In a similar vein are logging roads. It is probably not news to anyone familiar with food plots and habitat improvement, but logging roads make ideal reclamation projects and great places to plant, often with minimal effort. The act of skidding or hauling logs out does most of the work for you. You simply need to soil test, follow the recommendations from the soil test and spread the seed. Deer are far more likely to use narrow, linear plots during the day. And they quickly become travel corridors, too. Stock dams are another overlooked reclamation opportunity. The key, according to Scott, is to make sure you do not create an erosion problem on some of the more severe slopes. If possible, you can try to do more drilling, but that is most often not realistic. Scott recommends exposing soil lightly and using products such as Imperial No-Plow or Secret Spot.

“In the Northeast our customers have been planting old strip mine ground in recent years. On sites that are accessible, Imperial Whitetail Extreme has been performing extraordinarily well,” Scott said. “It grows great on these marginal soils and it’s a perennial, extremely high in protein and extremely attractive to deer. You get many of the same benefits of Imperial Whitetail Clover. One of the biggest differences is Extreme needs a lot of nitrogen added and Imperial Whitetail Clover does not.” On less accessible sites, he recommends annuals designed for fall and winter, like No-Plow, Pure Attraction, Winter-Greens, Tall Tine Tubers or Secret Spot or Whitetail Forage Oats. Old abandoned orchards can be restored and even enhanced, often with minimal effort, depending on how long they have been abandoned. The first, most important step is removing competition. That means cutting out other trees and shrubs that compete for water, soil nutrients and sunlight. But do not overdo it. Reclaimed orchards can actually be more productive for hunting. A working orchard consists of little more than fruit trees and mowed grass. There is often not a place to hang a stand, and deer seldom venture into them during daylight hours. With an abandoned orchard, remove just enough cover to improve fruit production, but leave enough so deer will still use the area during the day. You can even leave some overstory trees for shade and hanging stands.

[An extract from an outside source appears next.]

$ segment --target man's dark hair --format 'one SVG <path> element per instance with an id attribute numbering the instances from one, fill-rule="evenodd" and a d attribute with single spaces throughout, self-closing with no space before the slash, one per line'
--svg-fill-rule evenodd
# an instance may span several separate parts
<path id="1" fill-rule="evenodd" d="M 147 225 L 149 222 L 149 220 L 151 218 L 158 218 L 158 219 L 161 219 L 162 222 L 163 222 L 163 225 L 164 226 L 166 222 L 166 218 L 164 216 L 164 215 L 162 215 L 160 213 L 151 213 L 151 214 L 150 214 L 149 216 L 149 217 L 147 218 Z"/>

Old skid roads make great reclamation plots, and deer are
more likely to venture into narrow openings during
daylight hours.


In the end, you are merely taking advantage of openings that already exist on your property and following many of the same steps you would follow with conventional food plots. The first thing you need to do under any circumstances is a soil test. “It’s the best money you’ll spend to improve your hunting,” Scott said. You can get soil test kits from a land grant university, the Natural Resources Conservation Service or the Whitetail Institute for about $10. Then you amend the soil as recommended, and prepare the site and plant the seeds. Perhaps best, the cost associated with materials, equipment and labor can often be defrayed or covered entirely by revenues from well leases, timber harvest or agency-sponsored incentive programs.